Can A City Commission Block Someone From Speaking Because Of What They Might Say?
Over at Watchdog today I write about a situation in Valley City where city officials prohibited a man from speaking to the city commission because of what he might say.
What local businessman Bob Drake wanted to tell city commissioners is that Valley City Police Chief Fred Thompson should be terminated immediately, instead of being allowed to retire in January, after he pulled his gun on a father playing with his children in his yard. He submitted a request to be placed on the commission’s agenda in advance, per city rules.
But city administrator David Schelkoph told me he determined that Drake was going to make new accusations against the chief (something Drake denies), and city attorney Russell Myhre determined that this would violate the chief’s “due process rights.
If a city government is going to terminate somebody for cause there is a specific process laid out in state law. Myhre asserts that allowing Drake, a private citizen, to speak would queer that process.
“Nobody is understanding what the real constitutional issue is here,” Myhre told Watchdog. “What Mr. Drake wants to do is the equivalent of standing up before the jury before trial has begun and make accusations. If that were in a jury trial it would be grounds for a mistrial. I don’t understand what the problem is.”
I spoke with Jack McDonald, an open meetings law expert and attorney for the North Dakota Newspaper Association, who disputed Myhre’s interpretation of the law.

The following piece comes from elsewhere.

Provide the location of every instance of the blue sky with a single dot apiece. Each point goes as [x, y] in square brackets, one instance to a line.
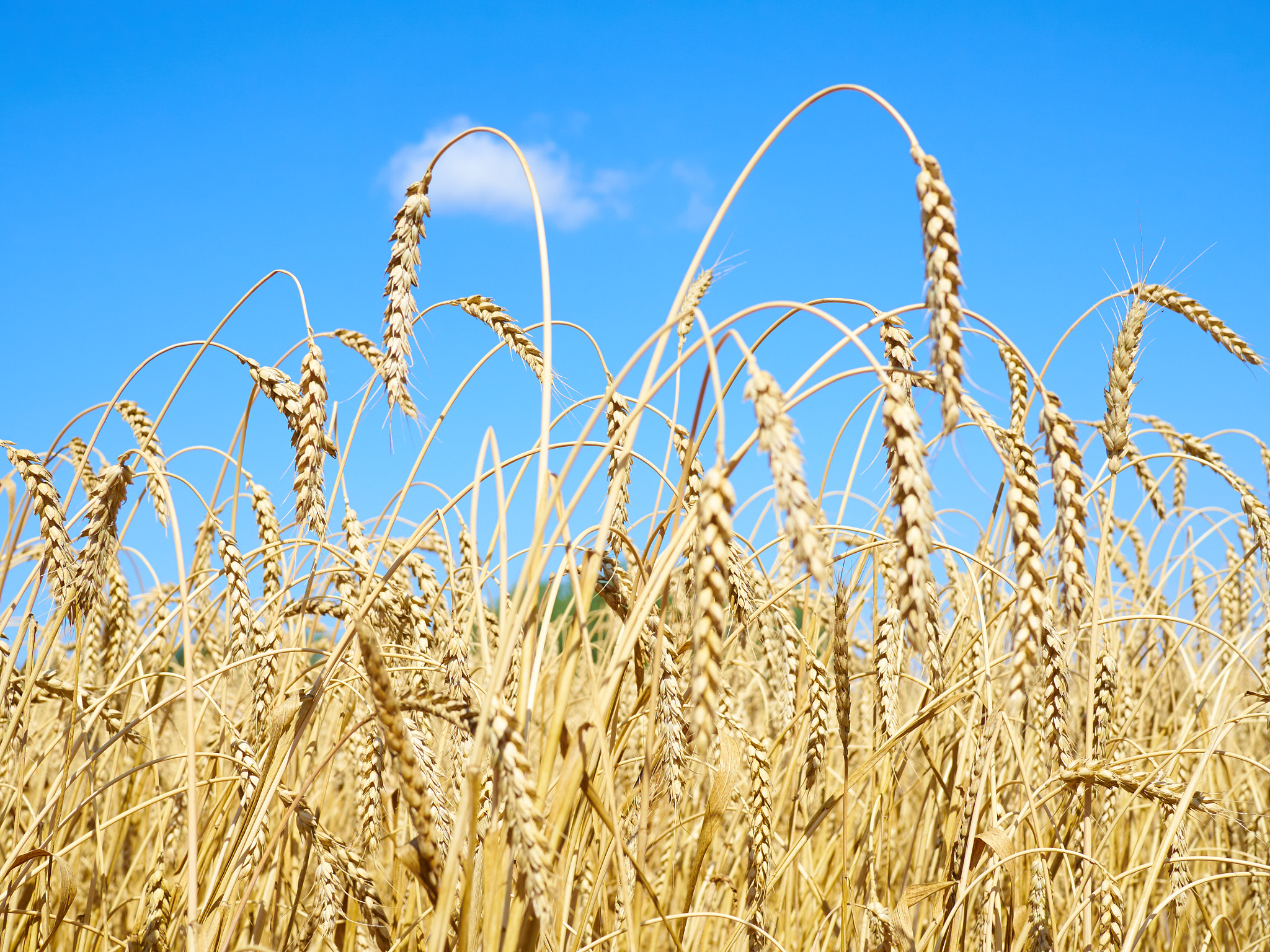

“In my mind he’s way off base,” McDonald said. “He’s saying there is a right to be free from criticism or something, and there’s no constitutional right for that. It’s really a form of prior restraint. This is government disfavoring speech they didn’t approve of. There’s no constitutional right to be free from criticism. It happens all the time. Public officials get criticized all the time.”
McDonald disputed Myhre’s assertion that Drake’s comments could violate Thompson’s right to due process.
“There’s a system involved, due process involved, if the city is going to dismiss him,” McDonald said. “They have to set up a hearing and all that stuff. But this is just a city council meeting. You can go before a city council meeting and say anything you want.”
Myhre insisted to me that their blocking of Drake’s speech to the commission was lawful because the commission doesn’t have to let any member of the public speak. When I asked if there might be an equal protection issue if the city was picking and choosing who could speak based on the content of that speech, and Myhre laughed at me.
“I do not have to defend my position to you,” he said. “In fact, I would welcome a lawsuit to determine this because you know what, it’s going to lose.”
But McDonald said a recent Supreme Court ruling may indicate that the city crossed a line:
“They don’t have to put him on the agenda. That’s true,” McDonald said. He says citing the content of Drake’s speech as the reason for taking him off the agenda may not pass constitutional muster.
“That’s content-based, that’s what the constitution says. No, you can’t do that. There was a case early this year where one of the courts held that there was a municipal ordinance somewhere … they overturned a sign ordinance that was content based.” McDonald is referring to Reed v. The Town of Gilbert, in which the U.S. Supreme Court ruled the city couldn’t regulate signs differently based on what the signs said.
“That’s sort of what Valley City is doing. It’s content based,” McDonald said.